TensionsPolémique autour des ambitions nucléaires de Pyongyang
A l'approche d'un nouveau test nucléaire par la Corée du Nord, la Chine semble plongée dans un embarras tel qu'elle laisse à sa presse officielle le soin de distiller menaces et avertissements à Pyongyang.

Le leader de la Corée du Nord, Kim Jong-Un, s'exprime en assemblée.
La polémique entre les deux alliés est totalement inédite.
Tandis que le gouvernement chinois, qui a voté les sanctions élargies contre Pyongyang en janvier, prêche l'appaisement tous azimuts, deux éditoriaux du Global Times, journal du groupe du Quotidien du Peuple, organe du PC chinois, ont donné la mesure de l'exaspération de Pékin à l'égard de Pyongyang.
Le 25 janvier, le journal prévenait que la Chine «n'hésitera pas à réduire son aide» à la Corée du Nord en cas de nouvel essai nucléaire.
Ton «historique»
C'était la première fois qu'un organe officiel chinois employait un ton aussi vif à l'égard de son turbulent allié. C'est «historique», confiait récemment un diplomate américain en charge du dossier nord-coréen.
Mercredi, le même journal brisait un véritable tabou en évoquant une possible «rupture»: «Pékin et Pyongyang devraient partager les mêmes inquiétudes quant à la possibilité d'une rupture des relations» écrit le journal dans un nouvel éditorial, nécessairement «autorisé», sans toutefois prononcer le mot «diplomatique».
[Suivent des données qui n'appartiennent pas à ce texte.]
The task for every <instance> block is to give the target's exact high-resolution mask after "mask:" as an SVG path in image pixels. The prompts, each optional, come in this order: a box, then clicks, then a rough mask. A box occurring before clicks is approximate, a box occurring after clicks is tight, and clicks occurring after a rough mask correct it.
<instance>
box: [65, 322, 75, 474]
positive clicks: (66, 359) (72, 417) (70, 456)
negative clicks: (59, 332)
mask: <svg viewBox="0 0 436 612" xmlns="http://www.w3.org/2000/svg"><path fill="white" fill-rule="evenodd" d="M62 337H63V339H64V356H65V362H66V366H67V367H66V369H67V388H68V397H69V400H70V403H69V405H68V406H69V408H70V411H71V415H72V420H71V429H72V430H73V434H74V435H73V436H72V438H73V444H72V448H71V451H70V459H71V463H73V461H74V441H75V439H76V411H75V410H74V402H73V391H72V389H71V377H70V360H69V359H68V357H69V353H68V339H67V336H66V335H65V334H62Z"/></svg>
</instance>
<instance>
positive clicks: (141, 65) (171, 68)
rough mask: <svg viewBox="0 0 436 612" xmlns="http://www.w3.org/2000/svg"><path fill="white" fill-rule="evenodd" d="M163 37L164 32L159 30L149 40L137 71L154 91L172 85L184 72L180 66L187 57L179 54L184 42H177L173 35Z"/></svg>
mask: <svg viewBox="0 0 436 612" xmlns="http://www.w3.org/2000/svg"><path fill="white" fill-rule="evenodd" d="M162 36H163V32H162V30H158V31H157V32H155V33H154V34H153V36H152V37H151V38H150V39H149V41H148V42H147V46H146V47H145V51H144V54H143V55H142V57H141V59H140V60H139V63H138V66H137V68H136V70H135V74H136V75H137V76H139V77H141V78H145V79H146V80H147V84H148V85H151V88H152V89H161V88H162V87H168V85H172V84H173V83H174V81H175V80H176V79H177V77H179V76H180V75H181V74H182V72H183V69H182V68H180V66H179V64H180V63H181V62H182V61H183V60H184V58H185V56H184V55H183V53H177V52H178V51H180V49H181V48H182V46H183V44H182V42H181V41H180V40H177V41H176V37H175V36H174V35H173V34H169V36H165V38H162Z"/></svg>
Et d'enfoncer le clou: «Si la Corée du Nord s'obstine à procéder à un troisième essai nucléaire en dépit des efforts pour l'en dissuader, elle devra en payer le prix fort. L'aide qu'elle reçoit de la Chine devra être réduite». Car «Pyongyang est important pour la Chine», mais Pékin «ne mettra pas ses relations avec Pyongyang au-dessus de ses intérêts stratégiques», ajoute le journal.
Embarras pékinois
Inédite, la charge permet de faire dire tout haut à la presse officielle ce que tout ou partie de la direction chinoise pense tout bas, estiment les analystes. Jusqu'à présent, la diplomatie chinoise s'est bornée à souhaiter que «toutes les parties concernées conservent leur calme et restent mesurées», position réitérée mercredi par la porte-parole du ministère chinois des Affaires étrangères, Hua Chunying.
L'intransigeance nord-coréenne dans sa volonté de se doter de l'arme atomique a mis Pékin dans un embarras profond, coincé entre ses responsabilités internationales au sein du Conseil de sécurité de l'ONU et son alliance régionale avec Pyongyang.
Pyongyang a annoncé son intention de procéder à un essai nucléaire «de haut niveau», le troisième après ceux de 2006 et 2009, en représailles aux nouvelles sanctions de l'ONU à la suite du tir d'une fusée en décembre.
Spectre d'effondrement
Véritable hantise de Pékin, le spectre d'un effondrement du régime nord-coréen, dont l'économie exsangue repose sur l'aide chinoise et internationale, pousse la Chine à mettre son veto à toutes sanctions jugées trop sévères contre Pyongyang.
Lundi, le Conseil de sécurité de l'ONU a annoncé qu'il prendra des mesures «très fortes» en réponse à l'essai nucléaire nord-coréen «imminent», soulignant que les 15 membres du Conseil, dont la Chine, étaient «unis et déterminés».